A sensibilidade dental é causada pela exposição gradual da parte mais macia do dente que está abaixo do esmalte dental, chamada “dentina”.

A dentina possui pequenos canais “túbulos” que contêm terminações nervosas e são preenchidos por fluidos. Comer ou beber alimentos que são quentes, frios ou doces pode fazer com que esse fluido se movimente. O movimento desse fluido faz com que as terminações nervosas reajam, desencadeando uma pontada desconfortável ou uma dor curta e aguda.

As causas do problema podem ser:

• Escovação com força excessiva: hábitos de higiene oral, como escovação com muita frequência, muito agressiva ou com uma escova de cerdas duras, podem eventualmente desgastar o esmalte dos dentes. Esses hábitos também podem causar a retração das gengivas, causando maior exposição da dentina.

• Doença da gengiva (gengivite): quando o tecido da gengiva fica inflamado e sensível em decorrência de gengivite, pode haver sensibilidade na gengiva e nos dentes devido à exposição adicional da dentina na superfície da raiz.

• Ranger dos dentes: ranger os dentes quando dorme, ou apertá-los ao longo do dia, pode desgastar o esmalte e expor a camada de dentina. 

• Retração gengival: causada por condições como doença periodontal, pode expor a dentina do dente e causar sensibilidade. A escovação muito agressiva ou frequente também pode causar a retração das gengivas.

Para controlar o problema, existem cremes dentais específicos para a sensibilidade.

Fonte: Sensodyne

Problemas da falta de higiene oral

Nem sempre as pessoas dão a devida atenção aos sinais que a boca e os dentes enviam para o resto do corpo. “De forma geral, há uma série de problemas de saúde que tem foco inicial na cavidade oral, como endocardite infecciosa, dor de cabeça crônica e até pneumonia”, explica o Dr. Rogerio.
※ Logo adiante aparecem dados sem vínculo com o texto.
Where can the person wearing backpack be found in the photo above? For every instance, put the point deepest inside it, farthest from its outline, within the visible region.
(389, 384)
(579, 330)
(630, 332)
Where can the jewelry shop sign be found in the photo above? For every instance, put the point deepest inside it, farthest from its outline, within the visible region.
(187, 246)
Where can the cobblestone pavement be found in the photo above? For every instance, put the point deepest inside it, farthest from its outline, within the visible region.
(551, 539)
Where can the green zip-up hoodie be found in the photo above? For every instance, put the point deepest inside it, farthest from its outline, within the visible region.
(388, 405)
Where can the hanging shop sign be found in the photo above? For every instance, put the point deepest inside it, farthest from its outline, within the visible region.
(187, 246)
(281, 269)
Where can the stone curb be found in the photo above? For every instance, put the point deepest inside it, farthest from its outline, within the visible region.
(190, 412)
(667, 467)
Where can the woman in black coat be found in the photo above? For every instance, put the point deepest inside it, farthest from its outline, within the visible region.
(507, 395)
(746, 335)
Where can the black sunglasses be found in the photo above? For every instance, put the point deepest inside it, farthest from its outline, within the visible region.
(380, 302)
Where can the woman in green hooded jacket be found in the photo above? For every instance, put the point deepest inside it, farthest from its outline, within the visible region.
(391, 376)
Qualquer lesão na gengiva pode servir de porta de entrada para as bactérias presentes na placa dental invadirem o corpo pela corrente sanguínea, favorecendo doenças infecciosas. A má higiene bucal, além de facilitar o aparecimento de cáries e doenças gengivais, provoca mau hálito. “A maior e mais popular doença da boca nesta idade é a cárie dentária. Trata-se de um processo infeccioso”, relata o Dr. Pavan. 

Hábito saudável

De acordo com os especialistas, o incentivo dos pais na hora da escovação é fundamental para uma higiene bucal eficiente. “Mesmo sem a necessidade, até o uso do fio dental e da escova interdental deve ser incentivado; o risco de cárie diminui muito durante a vida”, explica o Dr. Lewgoy.

Outro ato que pode ajudar é deixar a criança escolher a sua escova de dente, isto a incentivará a ter uma boa higiene bucal. “Também é importante adotar uma alimentação equilibrada, com pouco açúcar e amido, por produzirem os ácidos da placa que causam cáries, finaliza o Dr. Taniguchi.